I age but I can’t afford to be mellow. I intend to stay fierce. I cannot imagine myself to be a flabby guy in his 50s with a big soft belly sated with life. I am scared to become like guys in their 40s, who are just 10 years older than me but so hopelessly tired of life. I am scared to wake up one day, look myself in the mirror, and notice that the fire that once was burning in my eyes has long died out and my two eye pits became a home for something terrifying — the acceptance of the defeat. I’ll be extreme but I refuse to prioritize comfort over growth.
“Life hits hard,” Mik smiles “many men just don’t get up.”
It might be so but… Fuck that.
Sorry, Mik. I wish to know what it is like to love a woman like that. I wish to know if I am strong enough to withstand the pain when someone takes your heart and shatters it into a million pieces. I wish to know that but…I don’t. I trained myself into someone who others may perceive as heartless. I expanded the range of my not-give-a-fucks day by day. Maybe I am too extreme in my methods but being extreme is exactly what keeps a strong spine. When life will knock me down I want to be one of those who get up, spit the blood, smile, and hiss: “Hit like a pussy”.
You can do it, Mik. You are ready to heal but you are so scared of change. You have been building the sandcastle of your lifestyle for so long that you forgot how to enjoy the sea. You listen to a hubbub of million demons inside you that talk over your inner voice. It whispers you to let go. Listen, Mik.
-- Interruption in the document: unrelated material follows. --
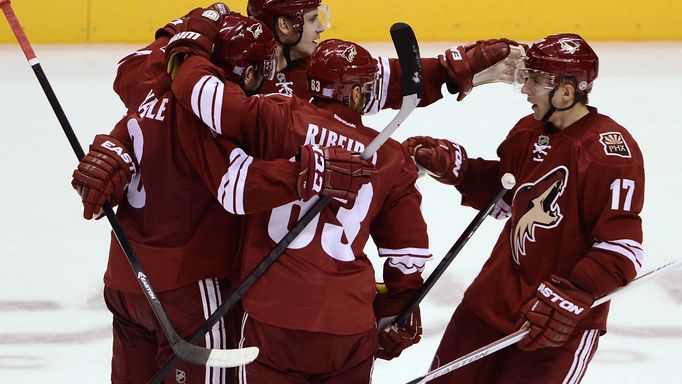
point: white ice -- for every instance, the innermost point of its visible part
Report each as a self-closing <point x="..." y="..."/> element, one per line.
<point x="55" y="328"/>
The Silence exists within you.
It exists within everyone. But the door into it can’t be found as the result of serendipity. Self-discovery is a product of self-development, not the other way around. As I am writing this, I am closing my eyes for a moment feeling a gentle touch of Silence. I am entering the space beyond the words. This space is within reach for everyone. It is your second nature. You are welcome here. And there is something very important that this space teaches you once you are inside of it.
You are complete.
You are not one of two halves. You are One. You are already everything you need to be happy, you are a self-sufficient totality. You don’t need another human being to fill the void. You need to make peace with the void. Yes, you are only a human and breakups can knock you down but they cannot make you yield. Enter the state beyond thoughts and you will see how to become a source of love, not its dependent beggar.
Resurrection from the ashes of your burnt soul is a painful, time- and energy-consuming process. But no one can walk this path for you. You must.
Healing is not a chance. It is a choice. I believe in your healing, Mik. You have to believe in it yourself. Take care.
Thank you for reading my book “Meditations of the Millennial”.